The Swiss National Bank cut its key interest rate again, taking the edge off a franc that has been surging in response to European political uncertainty.
A second successive cut of 0.25 percentage point cut leaves the SNB’s policy rate at 1.25 percent and was expected by analysts. Even so, the franc fell nearly half a percent against the euro on Thursday as the SNB explicitly flagged the risks posed by the unwanted exchange rate strength.
“The recent appreciation is above all attributable to political uncertainties in Europe,” SNB Chair Thomas Jordan said in introductory remarks at a press conference after the decision. “This … is contributing to uncertainty about the development of inflation remaining elevated.”
The franc had fallen around 6 percent against the euro between the start of the year and the end of May, helped by the SNB’s first rate cut in March. That had made Switzerland the first advanced economy to cut rates since the post-pandemic surge in inflation.
HSBC analyst Chantana Sam noted that as recently as last month, Jordan had appeared more concerned about the franc weakening too fast. However, the franc has rebounded sharply since elections to the European Parliament less than two weeks ago, which triggered a snap election in France and also drastically weakened the position of the three-party federal government in Germany.

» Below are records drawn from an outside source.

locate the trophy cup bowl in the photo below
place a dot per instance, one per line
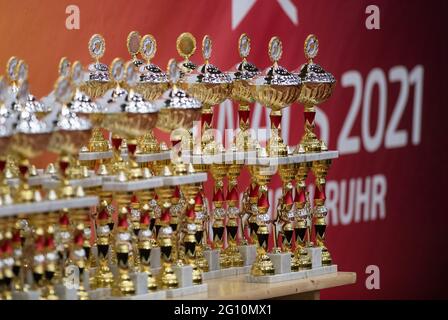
(133, 121)
(275, 97)
(97, 81)
(276, 89)
(209, 93)
(178, 110)
(317, 85)
(31, 135)
(71, 133)
(153, 82)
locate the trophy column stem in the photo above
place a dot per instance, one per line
(275, 146)
(233, 214)
(320, 170)
(243, 138)
(309, 140)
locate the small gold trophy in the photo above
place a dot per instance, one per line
(153, 82)
(320, 170)
(145, 245)
(167, 277)
(186, 47)
(317, 87)
(133, 45)
(98, 81)
(241, 93)
(275, 88)
(211, 86)
(263, 264)
(95, 86)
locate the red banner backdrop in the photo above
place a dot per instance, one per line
(386, 116)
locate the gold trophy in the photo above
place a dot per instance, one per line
(98, 81)
(95, 86)
(263, 264)
(167, 277)
(133, 45)
(145, 245)
(190, 228)
(186, 47)
(317, 87)
(211, 86)
(219, 172)
(123, 250)
(153, 82)
(241, 93)
(249, 204)
(301, 260)
(7, 259)
(275, 88)
(320, 170)
(103, 277)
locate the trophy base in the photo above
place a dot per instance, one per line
(326, 257)
(49, 294)
(281, 262)
(197, 274)
(201, 262)
(104, 278)
(310, 143)
(315, 254)
(229, 272)
(291, 276)
(184, 275)
(224, 260)
(97, 143)
(179, 292)
(155, 257)
(125, 286)
(82, 294)
(65, 293)
(262, 266)
(248, 254)
(168, 279)
(152, 283)
(276, 148)
(300, 261)
(234, 256)
(212, 257)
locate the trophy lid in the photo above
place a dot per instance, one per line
(176, 98)
(63, 90)
(11, 68)
(186, 47)
(97, 70)
(64, 67)
(6, 116)
(135, 103)
(30, 103)
(312, 72)
(70, 121)
(133, 45)
(74, 129)
(276, 74)
(208, 73)
(29, 124)
(150, 73)
(177, 108)
(244, 70)
(81, 102)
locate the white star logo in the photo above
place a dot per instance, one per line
(240, 8)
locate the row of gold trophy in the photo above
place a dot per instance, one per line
(127, 100)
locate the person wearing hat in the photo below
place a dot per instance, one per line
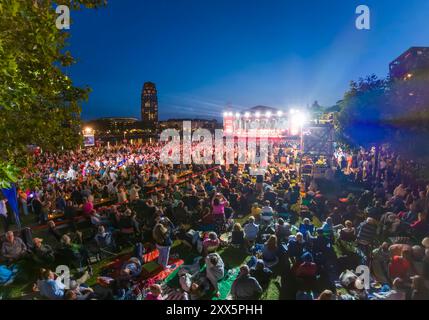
(42, 253)
(251, 230)
(245, 287)
(81, 292)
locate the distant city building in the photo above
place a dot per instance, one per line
(410, 62)
(113, 126)
(268, 122)
(149, 106)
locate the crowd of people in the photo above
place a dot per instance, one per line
(286, 226)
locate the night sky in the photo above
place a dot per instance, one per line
(206, 54)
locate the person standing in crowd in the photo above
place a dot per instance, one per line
(245, 287)
(162, 236)
(215, 270)
(3, 213)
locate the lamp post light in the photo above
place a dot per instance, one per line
(298, 120)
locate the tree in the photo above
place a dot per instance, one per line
(360, 121)
(393, 111)
(39, 104)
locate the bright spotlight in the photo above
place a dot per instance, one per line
(88, 130)
(298, 119)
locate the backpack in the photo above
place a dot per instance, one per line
(27, 238)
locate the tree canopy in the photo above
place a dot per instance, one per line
(395, 111)
(39, 104)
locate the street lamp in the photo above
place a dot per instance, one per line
(298, 120)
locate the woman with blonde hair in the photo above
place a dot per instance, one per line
(237, 237)
(162, 235)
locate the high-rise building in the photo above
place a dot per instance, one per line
(149, 107)
(413, 60)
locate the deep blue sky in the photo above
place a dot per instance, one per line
(205, 54)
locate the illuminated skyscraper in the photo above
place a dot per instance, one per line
(149, 107)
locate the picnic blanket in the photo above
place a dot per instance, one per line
(226, 283)
(113, 268)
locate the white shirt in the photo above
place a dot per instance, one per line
(3, 208)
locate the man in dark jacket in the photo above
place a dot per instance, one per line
(245, 287)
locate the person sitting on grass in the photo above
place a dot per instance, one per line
(326, 295)
(209, 244)
(306, 228)
(73, 254)
(104, 239)
(282, 230)
(296, 246)
(13, 248)
(155, 293)
(251, 230)
(131, 269)
(81, 292)
(215, 270)
(261, 273)
(245, 287)
(51, 286)
(267, 213)
(237, 236)
(270, 252)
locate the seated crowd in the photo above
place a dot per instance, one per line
(284, 229)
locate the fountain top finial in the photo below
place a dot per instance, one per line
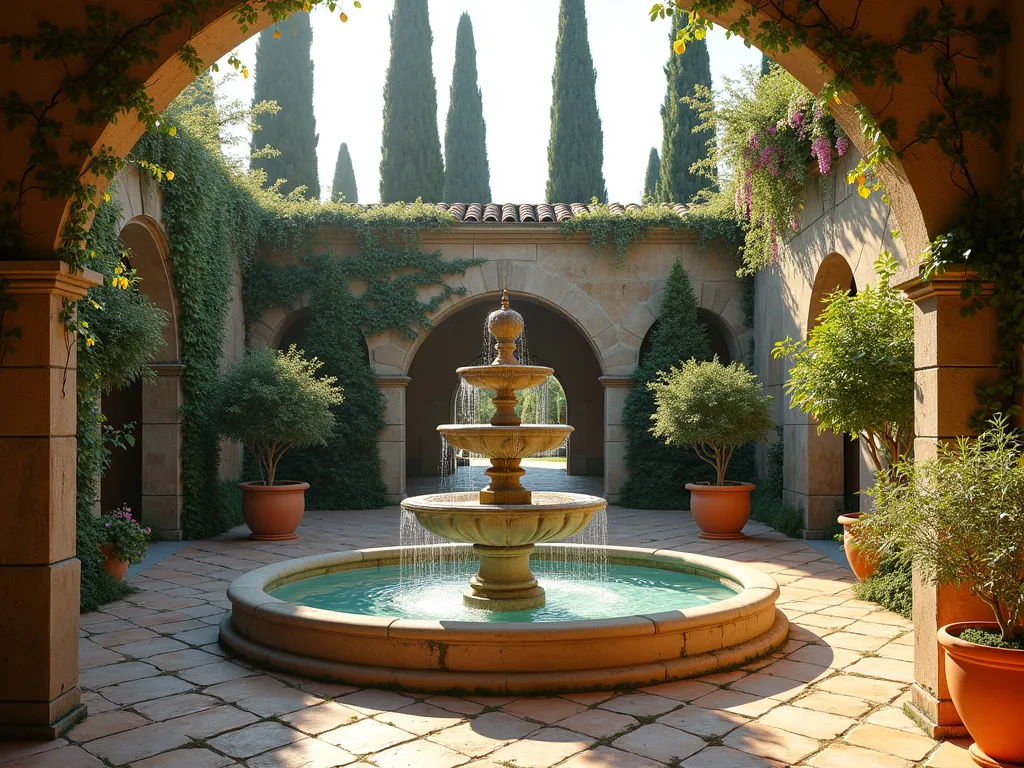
(505, 325)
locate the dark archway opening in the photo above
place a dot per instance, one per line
(459, 340)
(718, 337)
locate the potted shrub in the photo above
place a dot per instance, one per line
(855, 376)
(715, 409)
(960, 517)
(270, 402)
(123, 541)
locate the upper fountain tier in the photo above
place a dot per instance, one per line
(506, 440)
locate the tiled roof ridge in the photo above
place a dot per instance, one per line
(528, 213)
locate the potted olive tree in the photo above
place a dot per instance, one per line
(960, 517)
(715, 409)
(855, 376)
(270, 402)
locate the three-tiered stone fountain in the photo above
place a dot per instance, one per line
(655, 615)
(505, 521)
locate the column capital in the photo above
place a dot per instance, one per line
(392, 381)
(912, 282)
(51, 276)
(615, 381)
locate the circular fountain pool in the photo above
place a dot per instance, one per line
(658, 615)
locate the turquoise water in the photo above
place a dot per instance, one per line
(627, 591)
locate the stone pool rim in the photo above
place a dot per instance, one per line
(504, 657)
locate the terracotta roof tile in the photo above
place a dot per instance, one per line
(527, 213)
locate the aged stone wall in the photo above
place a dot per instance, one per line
(840, 239)
(604, 310)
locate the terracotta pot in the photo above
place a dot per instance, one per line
(720, 511)
(862, 563)
(987, 688)
(114, 565)
(273, 512)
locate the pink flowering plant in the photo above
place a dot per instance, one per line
(130, 539)
(771, 132)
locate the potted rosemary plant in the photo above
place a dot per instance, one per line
(715, 409)
(960, 517)
(271, 402)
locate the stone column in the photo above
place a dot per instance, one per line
(161, 443)
(39, 573)
(615, 388)
(952, 356)
(391, 440)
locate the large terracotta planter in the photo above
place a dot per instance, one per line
(273, 512)
(113, 564)
(987, 688)
(720, 511)
(862, 563)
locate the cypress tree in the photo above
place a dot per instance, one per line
(345, 473)
(681, 147)
(344, 177)
(467, 177)
(576, 152)
(653, 176)
(284, 73)
(411, 147)
(657, 473)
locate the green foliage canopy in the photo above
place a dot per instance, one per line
(273, 401)
(713, 408)
(855, 372)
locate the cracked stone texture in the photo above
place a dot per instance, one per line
(162, 693)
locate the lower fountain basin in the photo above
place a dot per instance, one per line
(504, 656)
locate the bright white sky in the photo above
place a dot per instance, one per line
(515, 46)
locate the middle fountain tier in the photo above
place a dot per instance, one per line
(504, 520)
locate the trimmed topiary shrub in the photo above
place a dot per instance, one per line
(713, 408)
(273, 401)
(657, 472)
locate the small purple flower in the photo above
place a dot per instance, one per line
(821, 151)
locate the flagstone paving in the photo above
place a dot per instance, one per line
(162, 693)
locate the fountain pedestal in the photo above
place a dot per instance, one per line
(504, 520)
(504, 581)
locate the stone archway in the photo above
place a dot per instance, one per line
(458, 340)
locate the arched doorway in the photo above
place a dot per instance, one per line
(821, 471)
(460, 339)
(721, 339)
(147, 475)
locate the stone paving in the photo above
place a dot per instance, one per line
(163, 694)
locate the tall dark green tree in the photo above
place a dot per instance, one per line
(467, 176)
(284, 73)
(576, 151)
(411, 147)
(653, 176)
(681, 147)
(657, 473)
(344, 177)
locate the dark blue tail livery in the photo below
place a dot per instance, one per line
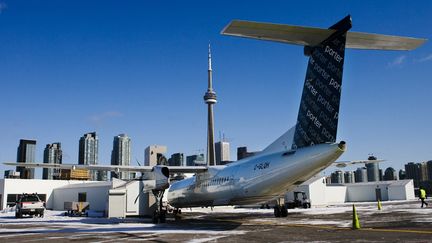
(319, 108)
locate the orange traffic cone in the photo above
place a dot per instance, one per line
(379, 205)
(356, 222)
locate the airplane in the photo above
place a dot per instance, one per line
(303, 151)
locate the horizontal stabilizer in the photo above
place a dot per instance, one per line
(310, 36)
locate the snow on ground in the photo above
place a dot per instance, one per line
(55, 221)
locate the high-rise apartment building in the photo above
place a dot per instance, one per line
(222, 150)
(154, 155)
(390, 174)
(120, 155)
(349, 177)
(372, 170)
(361, 175)
(26, 154)
(176, 159)
(88, 153)
(417, 172)
(195, 160)
(402, 174)
(52, 155)
(337, 177)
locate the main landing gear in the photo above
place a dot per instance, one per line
(159, 215)
(280, 210)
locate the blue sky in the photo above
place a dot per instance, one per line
(140, 67)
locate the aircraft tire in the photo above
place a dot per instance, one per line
(277, 211)
(283, 211)
(162, 217)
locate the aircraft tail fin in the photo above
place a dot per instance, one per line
(319, 106)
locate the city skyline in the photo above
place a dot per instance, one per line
(117, 68)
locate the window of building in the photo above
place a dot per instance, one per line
(82, 197)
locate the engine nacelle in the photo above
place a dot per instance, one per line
(161, 177)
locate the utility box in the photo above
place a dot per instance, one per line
(117, 203)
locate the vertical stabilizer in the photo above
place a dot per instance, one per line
(319, 107)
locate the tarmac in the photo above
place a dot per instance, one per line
(397, 221)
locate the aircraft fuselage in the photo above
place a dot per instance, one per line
(253, 180)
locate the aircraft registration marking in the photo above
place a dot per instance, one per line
(262, 166)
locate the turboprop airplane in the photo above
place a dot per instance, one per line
(303, 151)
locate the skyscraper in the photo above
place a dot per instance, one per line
(210, 100)
(120, 155)
(402, 174)
(176, 159)
(361, 175)
(337, 177)
(222, 150)
(349, 177)
(372, 170)
(26, 153)
(429, 169)
(88, 153)
(154, 155)
(196, 159)
(414, 171)
(52, 155)
(390, 174)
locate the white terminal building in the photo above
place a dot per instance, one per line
(119, 198)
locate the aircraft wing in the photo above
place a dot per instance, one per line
(116, 168)
(310, 36)
(342, 164)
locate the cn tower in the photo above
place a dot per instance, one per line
(210, 100)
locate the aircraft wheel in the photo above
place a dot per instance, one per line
(277, 211)
(284, 211)
(162, 217)
(155, 218)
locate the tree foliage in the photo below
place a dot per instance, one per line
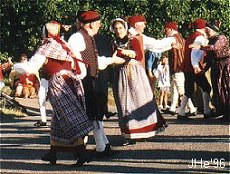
(22, 20)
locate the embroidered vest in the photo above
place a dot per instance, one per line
(140, 38)
(89, 55)
(187, 59)
(176, 56)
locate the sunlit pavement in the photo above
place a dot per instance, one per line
(195, 146)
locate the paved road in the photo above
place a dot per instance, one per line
(197, 146)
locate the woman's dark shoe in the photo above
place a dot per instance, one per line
(51, 157)
(40, 123)
(129, 142)
(106, 153)
(110, 114)
(83, 158)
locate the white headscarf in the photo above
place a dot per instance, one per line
(120, 20)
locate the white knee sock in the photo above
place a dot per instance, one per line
(206, 99)
(191, 106)
(105, 139)
(183, 105)
(98, 136)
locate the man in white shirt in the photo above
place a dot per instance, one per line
(83, 42)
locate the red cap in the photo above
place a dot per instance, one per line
(89, 16)
(53, 28)
(171, 25)
(134, 19)
(199, 23)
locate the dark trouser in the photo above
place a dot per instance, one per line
(201, 81)
(96, 93)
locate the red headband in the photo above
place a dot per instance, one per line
(171, 25)
(134, 19)
(89, 16)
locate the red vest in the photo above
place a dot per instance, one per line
(89, 55)
(53, 66)
(176, 56)
(187, 58)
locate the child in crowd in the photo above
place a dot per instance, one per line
(163, 75)
(28, 83)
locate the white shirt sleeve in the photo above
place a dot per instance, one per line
(197, 54)
(77, 44)
(103, 62)
(158, 46)
(32, 66)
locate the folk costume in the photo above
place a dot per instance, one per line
(220, 69)
(191, 62)
(69, 124)
(138, 115)
(176, 66)
(83, 42)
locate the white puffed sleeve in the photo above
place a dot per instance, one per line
(77, 44)
(158, 45)
(32, 66)
(103, 62)
(197, 54)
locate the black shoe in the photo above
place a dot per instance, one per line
(107, 147)
(106, 153)
(82, 159)
(40, 123)
(190, 114)
(171, 112)
(51, 157)
(110, 114)
(211, 115)
(183, 118)
(129, 142)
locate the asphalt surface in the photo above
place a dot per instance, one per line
(195, 146)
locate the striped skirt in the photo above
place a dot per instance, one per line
(138, 114)
(69, 122)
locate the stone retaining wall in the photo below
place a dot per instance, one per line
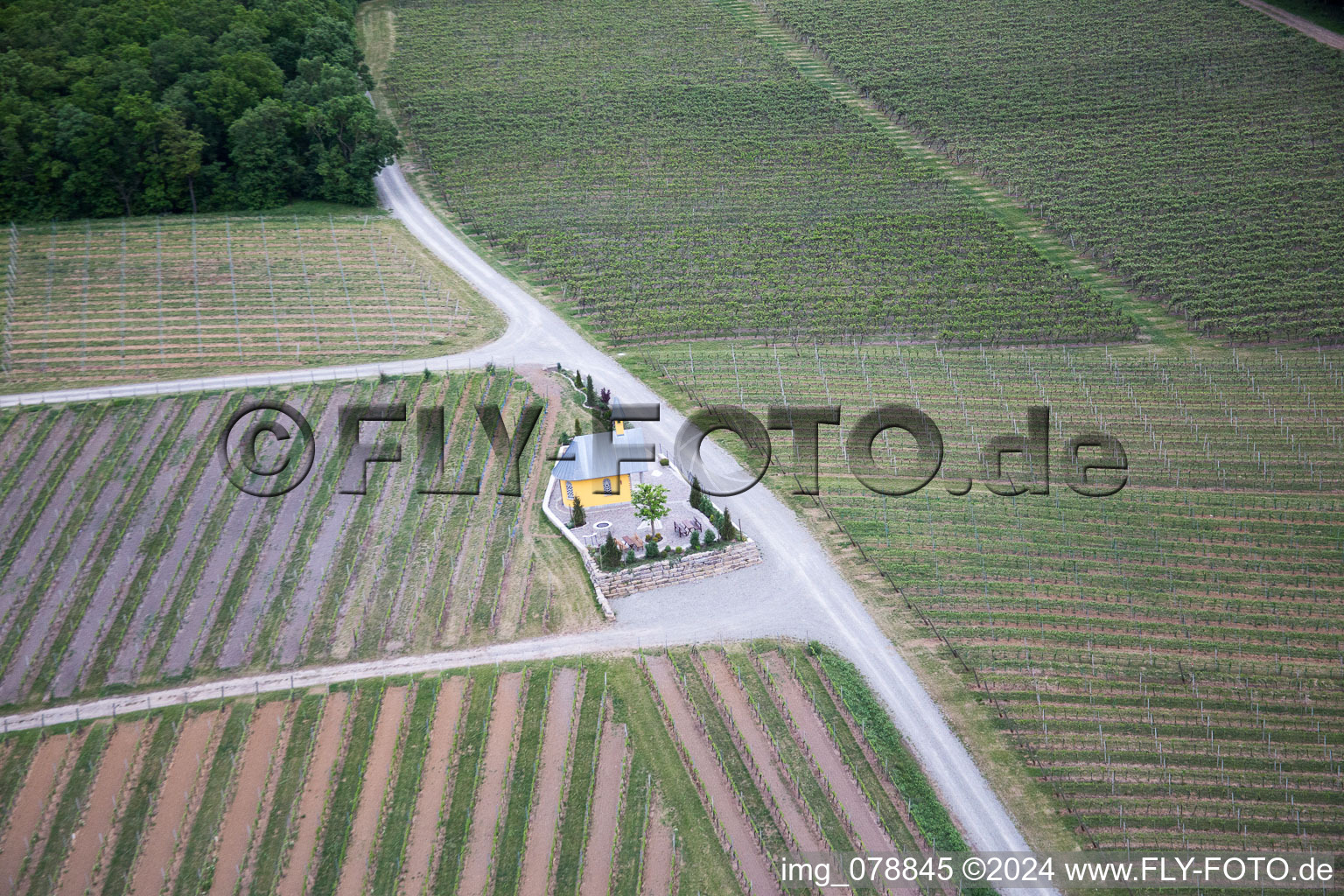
(687, 569)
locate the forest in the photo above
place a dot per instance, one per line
(147, 107)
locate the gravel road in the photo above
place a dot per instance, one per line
(794, 592)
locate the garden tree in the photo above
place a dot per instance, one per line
(611, 555)
(727, 531)
(136, 107)
(649, 502)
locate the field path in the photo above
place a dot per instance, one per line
(159, 848)
(118, 760)
(429, 805)
(363, 832)
(311, 805)
(25, 815)
(606, 812)
(762, 754)
(544, 821)
(492, 790)
(816, 740)
(1298, 23)
(724, 805)
(265, 742)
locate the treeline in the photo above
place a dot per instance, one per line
(144, 107)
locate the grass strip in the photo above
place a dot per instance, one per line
(464, 782)
(242, 578)
(200, 850)
(73, 800)
(396, 818)
(629, 850)
(734, 767)
(796, 765)
(17, 766)
(851, 751)
(514, 838)
(142, 801)
(270, 853)
(578, 797)
(82, 501)
(346, 795)
(692, 830)
(153, 549)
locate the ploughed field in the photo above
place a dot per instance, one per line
(1167, 659)
(156, 298)
(1196, 150)
(668, 172)
(660, 774)
(130, 557)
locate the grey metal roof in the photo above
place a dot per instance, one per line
(591, 457)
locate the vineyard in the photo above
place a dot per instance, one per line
(669, 173)
(1167, 660)
(662, 774)
(130, 559)
(1196, 150)
(108, 301)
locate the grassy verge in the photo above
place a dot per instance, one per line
(396, 818)
(140, 803)
(469, 750)
(290, 788)
(514, 838)
(578, 795)
(198, 863)
(346, 795)
(45, 873)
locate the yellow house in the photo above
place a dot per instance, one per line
(591, 469)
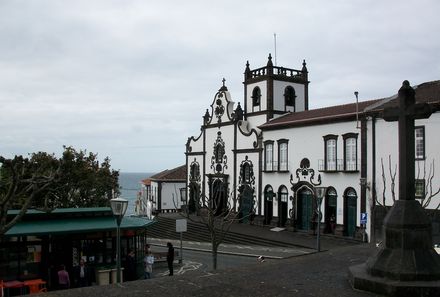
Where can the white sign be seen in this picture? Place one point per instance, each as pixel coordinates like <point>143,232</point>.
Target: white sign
<point>181,225</point>
<point>364,217</point>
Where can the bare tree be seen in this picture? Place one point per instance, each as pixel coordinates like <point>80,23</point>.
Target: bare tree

A higher franc depresses the price of key imports from the neighboring eurozone, putting downward pressure on prices overall and increasing strains on export-focused Swiss industry.
“In the end, the recent appreciation in the CHF tipped the balance toward another rate cut,” Sam said in a note to clients.
Bond markets across Europe have been unsettled by fears that the new French government may fail to put the country’s debt back on a downward trend. Investors have sought safety in a currency with less perceived political risk, as they did — in much more extreme fashion — a decade ago during the eurozone sovereign debt crisis.
Jordan said the SNB will “monitor the situation closely and use our monetary policy measures to ensure that inflation remains within the range consistent with price stability on a sustainable basis over the medium term.”
He also repeated the Bank’s regular warning that it remains “willing to be active in the foreign exchange market as necessary.”
While most economists had expected a rate cut, a sizeable minority had expected the SNB to pause after recent data pointed to an economic rebound, while annual inflation had stuck at 1.4 percent. But the SNB shaved its forecasts for this year and the following two years on Thursday by 0.1 percentage point and now sees inflation falling to around 1 percent, the mid-point of its 0-2 percent target range, by 2026. It left its growth forecast for the current year at 1 percent, picking up to 1.5 percent in 2025.
The SNB noted that so-called “second-round effects” had been lower than it expected. “Underlying inflationary pressure has decreased again compared to the previous quarter,” the SNB said in its policy statement.
That’s a contrast in tone with the European Central Bank, which has repeatedly signaled doubt that underlying inflation is under control.
Elsewhere in Europe on Thursday, the Norwegian central bank kept its key rate at 4.5 percent and signaled it would stay there until year-end “before gradually being reduced,” according to Governor Ida Wolden Bache’s policy statement.